Periklanan Semakin Pesat, Twitter Menggaet Omnicom

Twitter mengumumkan kerja sama senilai USD 230 juta dengan divisi pelayanan media Omnicom Group Inc. Persetujuan tersebut melibatkan MoPub, bursa iklan mobile Twitter, dengan mesin pembelian iklan otomatis milik Omnicom, Accuen. Omnicom, sebagai perusahaan induk bebas menentukan harga suatu iklan, dan menerima akses inventoris untuk agensi mereka.

Pada September tahun lalu Twitter diberitakan mendapatkan MoPub senilai USD 350 juta. Sebuah bursa yang mengizinkan para advertiser dapat membeli iklan secara real-time melalui perangkat mobile mereka. Langkah ini akan diintegrasikan dengan fitur periklanan mobile Twitter, ‘first look’ 

Menurut Adam Bain, Twitter President of Global Revenue, dilansir dari Wall Street Journal, “langkah ini sangat baik untuk kami, dengan ini akan banyak calon pengiklan berkualitas tinggi yang datang melalui bursa,” persetujuan ini juga menjadi yang pertama oleh periklanan mobile Twitter melalui bursa.

Meskipun begitu, Twitter bukanlah perusahaan media sosial yang pertama melakukan bisnis dengen Omnicom. Pada bulan Maret kemarin, Omnicom menandatangani persetujuan berjangka waktu setahun dengan Instagram.

Berbeda dengan Twitter, persetujuan Omnicom dengan Instagram hanya menentukan beberapa produk dan merek yang terbatas. Bersama Twitter, Omnicom mampu menjangkau pengguna perangkat mobile dengan data yang mendetail, serta menjangkau pasar yang lebih luas.

AdAge melaporkan, pertumbuhan pesat Twitter saat ini datang dari perangkat mobile. Lebih dari 90% keuntungan datang dari periklanan di kuartal pertama 2014, 80% dihasilkan mobile, meningkat 5% dari kuartal sebelumnya.

“Persetujuan kami dengan Twitter menunjukkan apa yang kita cari dari kemitraan dengan media, yaitu kesempatan untuk mengirimkan keuntungan first-to-market yang menargetkan semua aspek dari klien Omnicom” ucap pernyataan resmi mereka.
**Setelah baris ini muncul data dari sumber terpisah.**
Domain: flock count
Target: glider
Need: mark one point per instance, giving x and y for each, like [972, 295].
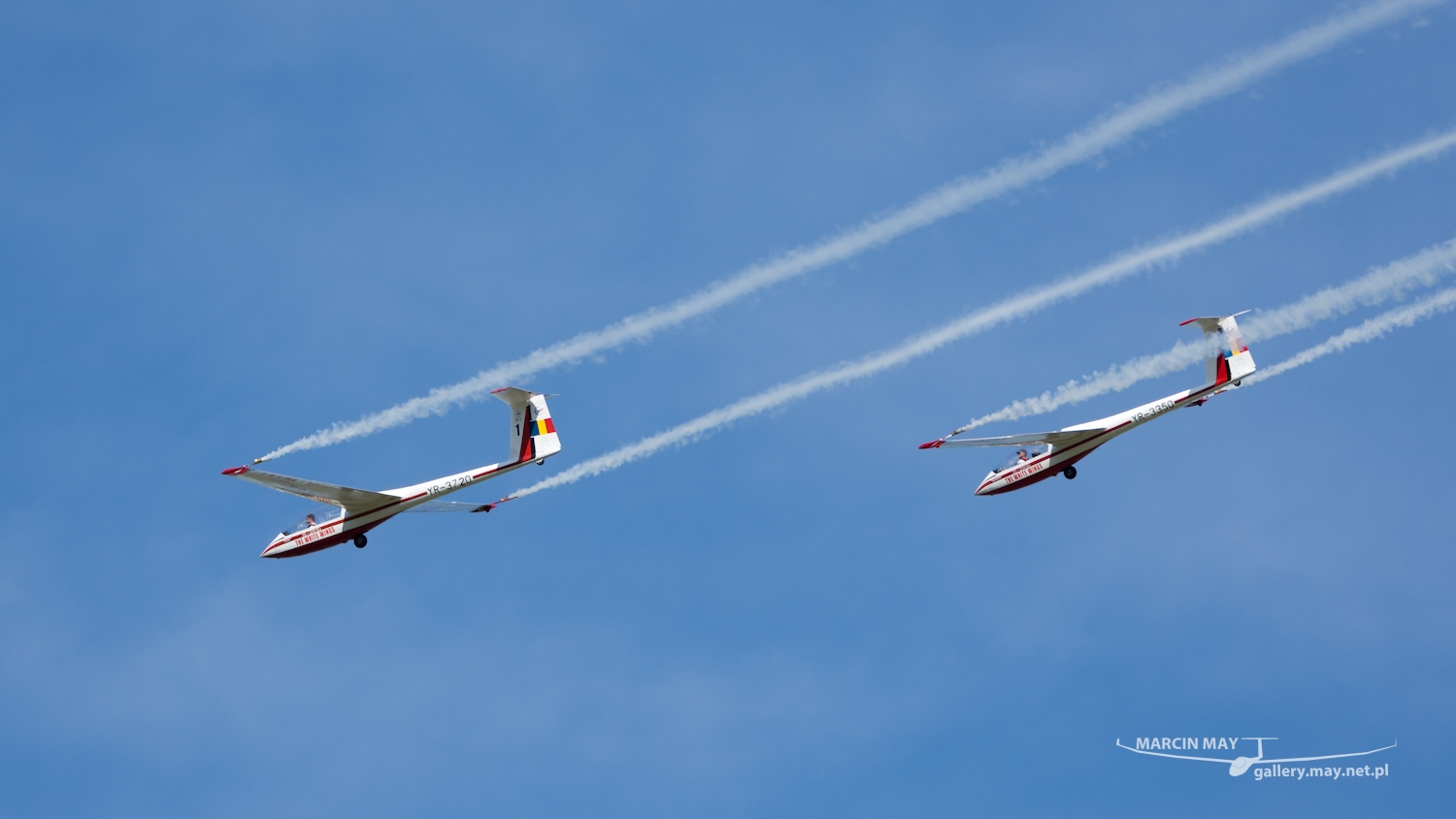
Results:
[1044, 454]
[1241, 764]
[352, 512]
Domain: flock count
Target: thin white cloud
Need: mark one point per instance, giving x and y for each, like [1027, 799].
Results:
[1366, 332]
[1018, 306]
[955, 197]
[1377, 285]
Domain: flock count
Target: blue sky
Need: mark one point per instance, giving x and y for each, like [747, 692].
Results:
[226, 229]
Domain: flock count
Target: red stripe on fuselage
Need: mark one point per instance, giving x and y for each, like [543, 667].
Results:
[1042, 475]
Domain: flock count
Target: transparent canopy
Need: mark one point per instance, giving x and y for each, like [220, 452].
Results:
[1022, 454]
[316, 518]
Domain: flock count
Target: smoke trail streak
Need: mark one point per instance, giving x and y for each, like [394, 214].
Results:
[1013, 174]
[1368, 332]
[1377, 285]
[1015, 308]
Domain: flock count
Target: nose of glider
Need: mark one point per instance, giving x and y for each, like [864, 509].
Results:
[1240, 766]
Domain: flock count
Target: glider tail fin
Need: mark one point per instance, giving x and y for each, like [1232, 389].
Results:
[533, 432]
[1231, 360]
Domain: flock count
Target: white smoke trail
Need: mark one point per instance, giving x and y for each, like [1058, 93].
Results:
[1380, 284]
[1368, 332]
[1013, 308]
[1076, 147]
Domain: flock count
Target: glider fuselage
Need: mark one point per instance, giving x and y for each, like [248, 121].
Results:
[1059, 458]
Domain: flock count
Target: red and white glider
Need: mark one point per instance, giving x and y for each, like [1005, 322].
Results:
[1044, 454]
[351, 512]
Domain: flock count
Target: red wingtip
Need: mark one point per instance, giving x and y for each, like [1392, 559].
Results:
[488, 507]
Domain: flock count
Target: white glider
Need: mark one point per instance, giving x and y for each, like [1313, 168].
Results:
[352, 512]
[1044, 454]
[1241, 764]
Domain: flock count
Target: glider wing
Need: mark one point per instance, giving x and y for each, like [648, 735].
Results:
[314, 490]
[448, 507]
[1062, 438]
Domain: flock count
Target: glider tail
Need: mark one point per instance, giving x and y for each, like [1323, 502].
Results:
[1231, 358]
[533, 434]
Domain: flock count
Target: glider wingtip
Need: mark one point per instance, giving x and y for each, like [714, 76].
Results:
[488, 507]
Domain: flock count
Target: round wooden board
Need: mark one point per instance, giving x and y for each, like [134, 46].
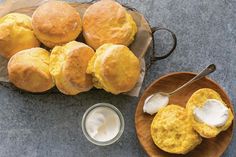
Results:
[213, 147]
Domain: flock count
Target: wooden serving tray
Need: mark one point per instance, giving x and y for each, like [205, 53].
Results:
[213, 147]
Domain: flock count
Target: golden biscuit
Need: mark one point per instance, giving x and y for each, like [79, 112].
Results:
[197, 100]
[68, 66]
[172, 131]
[56, 23]
[16, 34]
[114, 68]
[29, 70]
[108, 22]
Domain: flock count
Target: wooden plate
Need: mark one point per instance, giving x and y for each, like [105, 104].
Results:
[213, 147]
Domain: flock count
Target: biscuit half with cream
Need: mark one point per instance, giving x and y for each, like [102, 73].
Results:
[16, 34]
[114, 68]
[208, 113]
[56, 23]
[172, 130]
[29, 70]
[107, 21]
[68, 64]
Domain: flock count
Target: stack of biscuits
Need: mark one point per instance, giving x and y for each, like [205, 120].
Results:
[103, 61]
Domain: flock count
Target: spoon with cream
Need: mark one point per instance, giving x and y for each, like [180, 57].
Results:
[158, 100]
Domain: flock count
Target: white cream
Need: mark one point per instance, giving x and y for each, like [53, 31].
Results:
[102, 124]
[212, 113]
[153, 103]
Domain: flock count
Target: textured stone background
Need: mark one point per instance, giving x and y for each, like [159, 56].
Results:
[49, 125]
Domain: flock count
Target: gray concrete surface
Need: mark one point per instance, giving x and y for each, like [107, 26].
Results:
[49, 125]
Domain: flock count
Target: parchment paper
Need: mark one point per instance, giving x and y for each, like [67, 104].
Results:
[140, 45]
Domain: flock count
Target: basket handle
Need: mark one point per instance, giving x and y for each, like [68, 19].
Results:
[154, 57]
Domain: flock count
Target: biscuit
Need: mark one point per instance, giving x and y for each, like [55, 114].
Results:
[68, 66]
[56, 23]
[16, 34]
[29, 70]
[114, 68]
[107, 21]
[172, 131]
[198, 99]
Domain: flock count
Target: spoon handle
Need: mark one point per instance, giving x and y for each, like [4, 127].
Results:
[211, 68]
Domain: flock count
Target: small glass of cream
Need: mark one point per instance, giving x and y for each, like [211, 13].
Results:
[102, 124]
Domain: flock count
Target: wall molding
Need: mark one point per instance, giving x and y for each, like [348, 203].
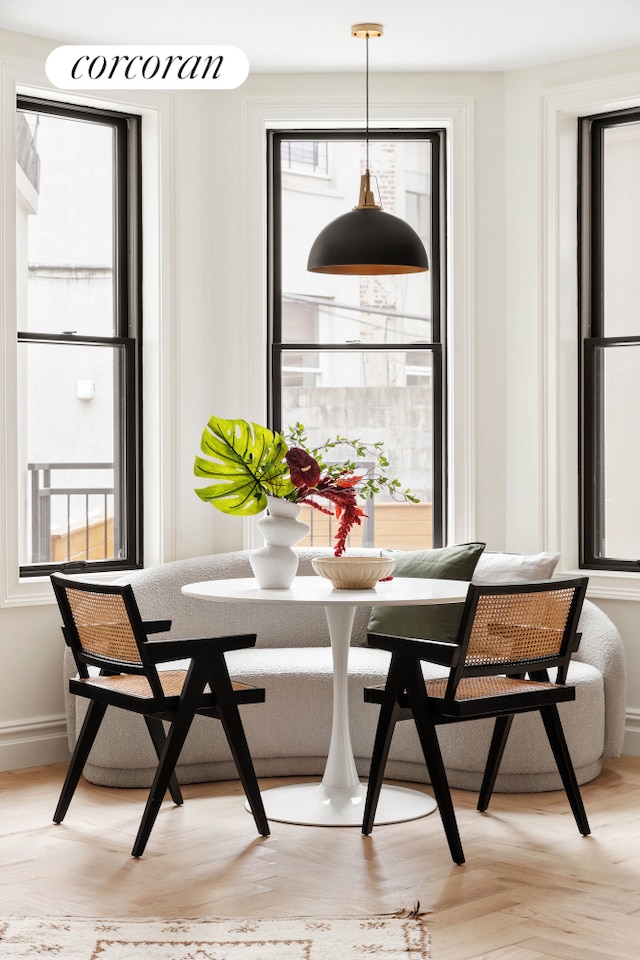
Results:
[31, 743]
[631, 745]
Nampaknya bisnis periklanan di media sosial disinyalir akan semakin bertumbuh. Minggu lalu, Facebook dilaporkan menandatangani persetujuan dengan Publicis seharga jutaan dolar. Perjanjian yang ditujukan kesinambungan antar dua perusahaan, ucap kedua belah pihak.

 

[ilustrasi foto: Shutterstock]

Artikel sindikasi ini pertama kali dimuat di DSenterprise dan ditulis oleh Michael Erlangga.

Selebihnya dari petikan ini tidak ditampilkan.